Our the four years I was in school, the ranks of students willing to join the antiwar and civil rights demonstrations grew considerably until it felt like we were in the majority, though mathematically that was never the case. We were, however, in the words of the writer Jack Newfield, “A Prophetic Minority.”
Other movements emerged, led by feminist, LBGTQ and environmental activists. Since we were young, we underestimated how difficult it would be to achieve the fundamental changes we sought. We met plenty of resistance, which only made us angrier and more determined to fight for change.
In those years, I read everything I could find about all of these issues and participated in protests for a while, though as I was finding my way as a journalist, increasingly I began covering the demonstrations rather than take part in them.

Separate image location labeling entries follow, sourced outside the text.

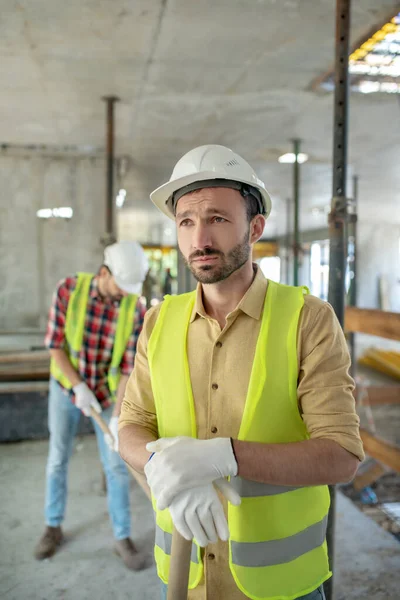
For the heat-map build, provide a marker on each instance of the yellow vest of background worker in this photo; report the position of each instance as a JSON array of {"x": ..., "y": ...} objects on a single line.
[
  {"x": 74, "y": 331},
  {"x": 277, "y": 544}
]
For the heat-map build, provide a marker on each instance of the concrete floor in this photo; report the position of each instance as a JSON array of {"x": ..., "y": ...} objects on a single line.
[{"x": 368, "y": 558}]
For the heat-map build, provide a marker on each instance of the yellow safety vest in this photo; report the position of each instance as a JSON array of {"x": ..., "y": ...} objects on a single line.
[
  {"x": 75, "y": 326},
  {"x": 277, "y": 548}
]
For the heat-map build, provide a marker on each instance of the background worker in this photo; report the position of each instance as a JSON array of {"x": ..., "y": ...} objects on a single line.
[
  {"x": 92, "y": 334},
  {"x": 258, "y": 373}
]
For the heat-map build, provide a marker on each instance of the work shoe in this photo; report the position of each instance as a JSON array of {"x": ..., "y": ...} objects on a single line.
[
  {"x": 48, "y": 543},
  {"x": 132, "y": 558}
]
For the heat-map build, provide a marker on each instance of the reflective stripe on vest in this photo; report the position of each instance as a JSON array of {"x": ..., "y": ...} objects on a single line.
[
  {"x": 277, "y": 534},
  {"x": 267, "y": 554},
  {"x": 74, "y": 331}
]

Our generation didn’t necessarily see a conflict between activism and journalism at first, although as we grew older and more experienced our attitudes evolved. By twenty years after my graduation, many media executives were actively prohibiting student journalists and young reporters from even attending demonstrations —to avoid any appearance of bias or conflict on contentious issues.
Those with my type of history were not happy about this but we gradually adapted and recommended that our interns and students and new hires make a difficult ethical choice. We told them if they wanted to be successful journalists they had to guard their credibility by not openly demonstrating. Otherwise they would be seen as partisans, which might end up limiting their career options.
Fast forward to today when the partisan divide is much deeper and more fractious than it was in the past. In addition, the incoming President has made it clear that he considers journalists who do not support him as “enemies of the people.” This would not appear to be an ideal time for young journalists to be entering the field.
So what is to be done under these circumstances?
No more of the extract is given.